Wear protective clothing, including long-sleeved shirts, pants, socks, and closed-toe shoes.
Permethrin-treated or impregnated clothing can significantly reduce the number of tick bites when working outdoors.
Protect pets from tick bites by regularly applying veterinarian-approved ectoparasite control products, such as monthly topical acaricide products, acaricidal tick collars, oral acaricidal products, and acaricidal shampoos.
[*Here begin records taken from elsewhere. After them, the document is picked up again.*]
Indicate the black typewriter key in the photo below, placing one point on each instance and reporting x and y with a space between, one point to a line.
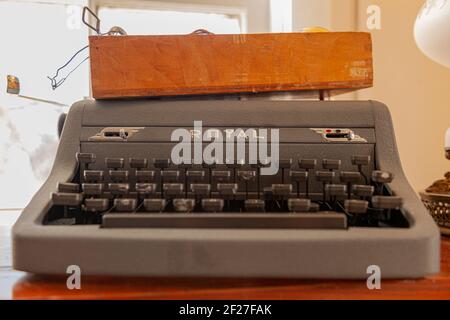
299 205
380 178
234 166
186 165
221 175
363 191
118 175
227 190
281 191
170 176
326 177
361 161
145 190
307 164
350 178
119 189
67 199
145 176
184 205
258 166
300 177
139 164
284 164
335 191
85 158
93 176
387 202
254 205
195 175
314 207
201 190
212 205
210 166
356 206
114 163
125 205
331 164
96 205
68 187
92 189
357 209
246 177
161 163
154 205
172 190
Personal strategies for preventing tick-borne disease include the following:
Avoiding grassy areas with shrubs that attract ticks
Wearing white or light-colored clothing so that attached ticks can be easily noticed and removed
Tucking pant legs into socks
Walking in the center of paths to avoid vegetation on which ticks lie in wait of a host
Applying lotion containing diethyltoluamide to the skin (avoiding the face and hands) – Diethyltoluamide concentrations of about 30% are recommended; neurotoxicity (eg, seizures) is reported in children, and some authorities recommend avoiding repeated use in children
Applying permethrin to clothing
Performing daily tick checks and removing ticks as soon as they are detected
Tick removal is best accomplished by grabbing the tick as close to the skin as possible with a very fine forceps and pulling it with gentle upward traction. The bite site should be thoroughly disinfected with alcohol or another skin antiseptic solution. The use of household tweezers is discouraged, as they compress the tick and its feeding chamber within the host's skin and release allergen into the host's vascular bed. Use of gasoline, petroleum, and other organic solvents to suffocate ticks, as well as burning the tick with a match, should be avoided.
Often, the complete mouthparts do not come out with the rest of the tick. Leaving these in does not increase the risk of disease transmission, but they may cause a local infection or foreign body reaction.
Another method of tick removal that has been suggested is to inject a wheal of lidocaine with epinephrine intradermally beneath the tick. By blanching the area and thereby removing the blood, the ticks may be induced to crawl out of its own accord. This method seems intuitively feasible, but it has not been tested in any large clinical trials.
Prophylactic measures include the use of vaccines, which are available for some tick-borne diseases and are discussed in the individual articles bearing on those diseases. In addition, certain tick-borne diseases—specifically, Lyme disease and relapsing fever  —can be prevented by administering antibiotics (see Lyme disease and Relapsing Fever).